Des serviettes hygiéniques en libre-accès à Fribourg ?

De plus en plus d'élus et surtout d'élues mettent cette proposition sur la table. Lundi, la demande a été faite au Conseil général de Fribourg.

Au mois de décembre, c'était au niveau cantonal que deux députées interpelaient le gouvernement fribourgeois sur la mise à disposition de protections hygiéniques dans les écoles ou les centres sportifs. A peu près au même moment, la même idée était soulevée au niveau suisse par la conseillère nationale verte vaudoise Léonore Porchet. Le Conseil Fédéral devra se pencher sur le dossier.

Ce lundi soir, au Conseil général de Fribourg, le postulat a été largement adopté.

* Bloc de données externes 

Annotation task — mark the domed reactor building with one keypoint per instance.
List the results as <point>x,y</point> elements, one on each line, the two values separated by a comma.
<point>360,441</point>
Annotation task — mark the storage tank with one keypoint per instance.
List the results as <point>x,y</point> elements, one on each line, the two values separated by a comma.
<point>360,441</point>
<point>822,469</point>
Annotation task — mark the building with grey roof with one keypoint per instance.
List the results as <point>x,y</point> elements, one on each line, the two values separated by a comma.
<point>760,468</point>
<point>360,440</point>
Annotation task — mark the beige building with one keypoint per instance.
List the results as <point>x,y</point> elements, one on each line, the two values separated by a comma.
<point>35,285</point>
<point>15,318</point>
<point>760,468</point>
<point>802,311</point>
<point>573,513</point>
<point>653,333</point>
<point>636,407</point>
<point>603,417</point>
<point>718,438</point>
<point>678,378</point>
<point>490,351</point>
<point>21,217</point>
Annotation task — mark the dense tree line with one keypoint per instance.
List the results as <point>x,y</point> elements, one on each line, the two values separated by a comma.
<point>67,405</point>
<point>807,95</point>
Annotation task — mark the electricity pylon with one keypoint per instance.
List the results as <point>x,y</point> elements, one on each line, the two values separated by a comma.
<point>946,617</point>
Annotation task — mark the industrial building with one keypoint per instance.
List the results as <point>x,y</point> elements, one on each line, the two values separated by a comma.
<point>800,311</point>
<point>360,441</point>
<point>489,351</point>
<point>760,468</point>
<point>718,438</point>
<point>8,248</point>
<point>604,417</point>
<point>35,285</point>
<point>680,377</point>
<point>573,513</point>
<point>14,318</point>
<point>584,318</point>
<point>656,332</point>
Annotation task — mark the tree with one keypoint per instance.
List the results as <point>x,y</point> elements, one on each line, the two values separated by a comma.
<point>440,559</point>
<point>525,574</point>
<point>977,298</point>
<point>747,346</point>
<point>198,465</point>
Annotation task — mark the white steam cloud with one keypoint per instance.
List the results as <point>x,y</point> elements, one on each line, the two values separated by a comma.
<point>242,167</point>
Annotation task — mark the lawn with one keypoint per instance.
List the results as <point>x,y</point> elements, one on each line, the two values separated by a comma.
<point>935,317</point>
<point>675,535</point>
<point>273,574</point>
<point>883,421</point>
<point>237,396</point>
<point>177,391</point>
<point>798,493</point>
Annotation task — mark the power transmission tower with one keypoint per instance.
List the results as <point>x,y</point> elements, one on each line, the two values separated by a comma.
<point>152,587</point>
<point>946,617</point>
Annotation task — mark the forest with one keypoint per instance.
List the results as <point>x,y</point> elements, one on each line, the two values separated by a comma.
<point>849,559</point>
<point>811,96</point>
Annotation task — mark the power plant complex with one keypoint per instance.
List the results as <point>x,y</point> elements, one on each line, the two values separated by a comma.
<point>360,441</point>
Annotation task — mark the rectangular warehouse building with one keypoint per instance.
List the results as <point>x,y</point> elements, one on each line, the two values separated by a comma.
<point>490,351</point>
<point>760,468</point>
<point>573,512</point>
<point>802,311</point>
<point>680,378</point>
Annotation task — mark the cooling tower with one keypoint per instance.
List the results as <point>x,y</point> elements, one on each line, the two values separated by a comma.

Une "victoire" selon la conseillère générale verte Fabienne Menétrey, à l'origine du texte. "Je suis ravie, je dois dire que j'étais un peu émue quand j'ai défendu le postulat, parce que c'est un sujet qui me tient à coeur depuis longtemps", explique l'élue qui est aussi enseigante. "J'avais ma classe en face des toilettes, j'ai vu à quel point c'était parfois compliqué d'être une jeune fille, certaines n'osaient pas parler de leurs règles", ajoute-t-elle.

"Cela évite que des femmes volent des tampons dans les magasins"

La forme concrète que pourrait prendre la mesure n'est pas encore définie: faut-il opter pour des paniers ou plutôt des distributeurs de protections hygiéniques qui seraient disposés dans les établissements scolaires ou les vestiaires des stades par exemple? La distribution devrait plutôt se faire via les infirmières scolaires? Ces articles devraient-ils être gratuits ou mis à disposition à un prix réduit? Les auteurs du postulat ne le précisent pas.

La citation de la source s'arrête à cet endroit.